Mao (Unique) by Andy Warhol

Created

1978

Size

22 x 17"

Medium

Screen print on Curtis Rag paper

Signed

Stamped by the Estate of Andy Warhol and the Andy Warhol Foundation for the Visual Arts

Presentation

Unique

Genre

Pop

Description

Mao Unique by Andy Warhol

Andy Warhol was an American artist who was a leading figure in the visual art movement known as pop art. Andy Warhol’s works explore the relationship between artistic expression, celebrity culture and advertisement that flourished by the 1960s. Warhol’s Marilyn and Andy Warhol’s Soup Cans are some of the most recognized and collectible of his artworks.

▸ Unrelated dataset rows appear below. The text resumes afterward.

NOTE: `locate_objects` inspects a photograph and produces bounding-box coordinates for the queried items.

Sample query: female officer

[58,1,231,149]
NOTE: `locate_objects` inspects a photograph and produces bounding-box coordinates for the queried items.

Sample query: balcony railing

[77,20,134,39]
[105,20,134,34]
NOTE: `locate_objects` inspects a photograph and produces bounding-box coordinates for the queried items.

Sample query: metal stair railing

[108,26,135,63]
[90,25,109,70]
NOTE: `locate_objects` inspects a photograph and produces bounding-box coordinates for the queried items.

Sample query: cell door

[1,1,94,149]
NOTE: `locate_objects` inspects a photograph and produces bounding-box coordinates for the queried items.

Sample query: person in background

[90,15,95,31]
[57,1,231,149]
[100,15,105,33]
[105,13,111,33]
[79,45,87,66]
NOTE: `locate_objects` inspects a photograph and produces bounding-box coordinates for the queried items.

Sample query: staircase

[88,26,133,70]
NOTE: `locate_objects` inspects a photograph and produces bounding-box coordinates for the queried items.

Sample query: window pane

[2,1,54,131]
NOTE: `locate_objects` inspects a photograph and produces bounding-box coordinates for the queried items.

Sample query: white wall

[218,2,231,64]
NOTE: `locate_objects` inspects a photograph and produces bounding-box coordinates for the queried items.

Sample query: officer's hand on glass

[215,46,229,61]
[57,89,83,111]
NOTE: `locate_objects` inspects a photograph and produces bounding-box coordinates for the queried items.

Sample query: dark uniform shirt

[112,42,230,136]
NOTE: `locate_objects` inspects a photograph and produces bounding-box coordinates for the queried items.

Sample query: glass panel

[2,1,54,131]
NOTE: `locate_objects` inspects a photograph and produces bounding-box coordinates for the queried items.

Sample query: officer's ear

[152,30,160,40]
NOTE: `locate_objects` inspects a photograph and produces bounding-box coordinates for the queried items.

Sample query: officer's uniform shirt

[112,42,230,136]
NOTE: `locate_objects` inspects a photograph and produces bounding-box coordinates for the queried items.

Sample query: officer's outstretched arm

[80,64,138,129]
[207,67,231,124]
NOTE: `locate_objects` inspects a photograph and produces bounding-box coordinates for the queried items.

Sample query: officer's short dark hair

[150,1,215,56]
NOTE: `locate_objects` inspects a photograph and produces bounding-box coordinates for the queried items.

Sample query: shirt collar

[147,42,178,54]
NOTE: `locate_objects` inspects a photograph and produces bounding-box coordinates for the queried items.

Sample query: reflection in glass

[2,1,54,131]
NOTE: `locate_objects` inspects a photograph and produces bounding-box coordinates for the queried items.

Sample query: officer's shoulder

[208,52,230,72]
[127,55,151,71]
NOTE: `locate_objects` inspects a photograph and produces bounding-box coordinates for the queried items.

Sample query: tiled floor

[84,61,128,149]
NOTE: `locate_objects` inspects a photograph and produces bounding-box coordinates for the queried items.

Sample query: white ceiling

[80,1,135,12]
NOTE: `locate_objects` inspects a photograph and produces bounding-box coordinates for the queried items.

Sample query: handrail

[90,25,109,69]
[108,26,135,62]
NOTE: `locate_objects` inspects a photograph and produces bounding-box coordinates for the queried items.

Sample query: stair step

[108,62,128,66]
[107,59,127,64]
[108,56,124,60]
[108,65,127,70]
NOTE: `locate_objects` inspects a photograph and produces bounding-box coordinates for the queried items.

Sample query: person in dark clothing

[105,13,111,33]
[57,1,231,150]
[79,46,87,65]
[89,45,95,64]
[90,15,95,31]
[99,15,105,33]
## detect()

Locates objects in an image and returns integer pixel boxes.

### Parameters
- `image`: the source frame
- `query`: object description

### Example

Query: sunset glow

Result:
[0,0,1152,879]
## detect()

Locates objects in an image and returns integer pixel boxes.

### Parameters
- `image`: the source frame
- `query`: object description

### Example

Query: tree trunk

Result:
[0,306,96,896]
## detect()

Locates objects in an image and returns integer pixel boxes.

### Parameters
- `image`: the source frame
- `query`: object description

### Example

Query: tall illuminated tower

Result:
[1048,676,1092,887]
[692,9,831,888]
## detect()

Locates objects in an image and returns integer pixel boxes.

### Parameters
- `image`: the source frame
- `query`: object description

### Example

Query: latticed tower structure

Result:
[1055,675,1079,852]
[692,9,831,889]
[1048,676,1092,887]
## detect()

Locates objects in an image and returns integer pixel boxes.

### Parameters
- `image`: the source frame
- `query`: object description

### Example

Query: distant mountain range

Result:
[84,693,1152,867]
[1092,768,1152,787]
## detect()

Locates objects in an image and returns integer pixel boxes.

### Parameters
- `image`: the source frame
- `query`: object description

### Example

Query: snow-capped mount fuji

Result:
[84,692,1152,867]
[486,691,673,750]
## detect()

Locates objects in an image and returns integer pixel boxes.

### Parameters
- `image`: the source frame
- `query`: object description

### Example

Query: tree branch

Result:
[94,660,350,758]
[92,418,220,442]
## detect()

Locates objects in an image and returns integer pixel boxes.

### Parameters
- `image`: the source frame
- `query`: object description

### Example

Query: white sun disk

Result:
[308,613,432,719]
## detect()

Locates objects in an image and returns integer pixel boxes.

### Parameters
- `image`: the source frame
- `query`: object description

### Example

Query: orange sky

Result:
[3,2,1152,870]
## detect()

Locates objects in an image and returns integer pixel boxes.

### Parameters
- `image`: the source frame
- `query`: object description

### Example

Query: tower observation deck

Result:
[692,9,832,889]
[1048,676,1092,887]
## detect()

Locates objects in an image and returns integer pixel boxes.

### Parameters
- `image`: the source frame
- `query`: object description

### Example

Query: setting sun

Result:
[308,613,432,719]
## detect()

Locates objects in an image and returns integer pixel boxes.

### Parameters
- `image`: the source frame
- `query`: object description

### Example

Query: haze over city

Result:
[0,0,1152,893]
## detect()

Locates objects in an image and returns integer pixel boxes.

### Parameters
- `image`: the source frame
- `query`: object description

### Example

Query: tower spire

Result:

Obsessed with celebrity, consumer culture, and mechanical (re)production, Pop artist Andy Warhol created some of the most iconic images of the 20th century. As famous for his quips as for his art—he variously mused that “art is what you can get away with” and “everyone will be famous for 15 minutes”—Warhol drew widely from popular culture and everyday subject matter, creating works like his 32 Campbell’s Soup Cans (1962), Brillo pad box sculptures, and portraits of Marilyn Monroe, using the medium of silk-screen printmaking to achieve his characteristic hard edges and flat areas of color. Known for his cultivation of celebrity, Factory studio (a radical social and creative melting pot), and avant-garde films like Chelsea Girls (1966), Warhol was also a mentor to artists like Keith Haring and Jean-Michel Basquiat. His Pop sensibility is now standard practice, taken up by major contemporary artists Richard Prince, Takashi Murakami, and Jeff Koons, among countless others.

American, 1928–1987, Pittsburgh, Pennsylvania, based in New York, New York.